Das SQL Server-Setup wird abgeschlossen, zeigt jedoch für die Replikationskomponente den Fehler "Beim Ausführen der Replikationsupgrade-Skripts ist ein Fehler aufgetreten" an. Wenn Sie eine Reparatur für eine Instanz in diesem Zustand ausführen, wird dieselbe Fehlermeldung angezeigt.
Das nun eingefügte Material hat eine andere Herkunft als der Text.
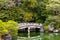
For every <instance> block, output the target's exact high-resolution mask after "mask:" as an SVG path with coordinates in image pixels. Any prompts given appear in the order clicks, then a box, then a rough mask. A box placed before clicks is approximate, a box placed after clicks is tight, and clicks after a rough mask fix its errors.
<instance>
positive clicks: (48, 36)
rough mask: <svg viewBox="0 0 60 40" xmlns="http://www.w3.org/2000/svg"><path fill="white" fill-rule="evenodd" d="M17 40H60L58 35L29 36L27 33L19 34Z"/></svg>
mask: <svg viewBox="0 0 60 40" xmlns="http://www.w3.org/2000/svg"><path fill="white" fill-rule="evenodd" d="M17 40H60V34H59V33H40V32H31V33H30V35H28V33H27V32H24V33H19V35H18V39H17Z"/></svg>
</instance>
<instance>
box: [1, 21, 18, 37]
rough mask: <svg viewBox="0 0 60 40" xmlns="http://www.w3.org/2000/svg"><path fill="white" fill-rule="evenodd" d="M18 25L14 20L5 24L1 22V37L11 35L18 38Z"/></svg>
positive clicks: (16, 22)
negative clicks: (8, 33) (1, 36)
mask: <svg viewBox="0 0 60 40" xmlns="http://www.w3.org/2000/svg"><path fill="white" fill-rule="evenodd" d="M17 26H18V23H17V22H15V21H12V20H9V21H8V22H3V21H2V20H0V35H5V34H6V33H9V34H10V35H11V36H16V35H17V31H18V27H17Z"/></svg>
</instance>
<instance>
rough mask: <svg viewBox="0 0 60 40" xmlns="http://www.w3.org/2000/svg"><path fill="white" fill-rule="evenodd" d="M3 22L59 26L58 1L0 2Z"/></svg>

SQL Server-Fehlerprotokoll

Executing sp_vupgrade_replication.
Could not open distribution database <distribution_db_name> because it is offline or being recovered. Replication settings and system objects could not be upgraded. Be sure this database is available and run sp_vupgrade_replication again.
Error executing sp_vupgrade_replication.
Saving upgrade script status to 'SOFTWARE\Microsoft\MSSQLServer\Replication\Setup'.

Ursache

Der Fehler tritt auf, wenn die Verteilungsdatenbank Teil einer AG ist und ein direktes Upgrade versucht wird.

Lösung

Der Fix ist im kumulativen Update 5 für SQL Server 2022 verfügbar.

Workaround

Wenn Sie das kumulative Update nicht anwenden können, führen Sie die folgenden Schritte aus:

  1. Entfernen Sie die Verteilungsdatenbank von der AG.
  2. Führen Sie das Upgrade auf SQL Server 2022 aus.
  3. Fügen Sie nach Abschluss des Upgrades die Verteilungsdatenbank wieder zur AG hinzu.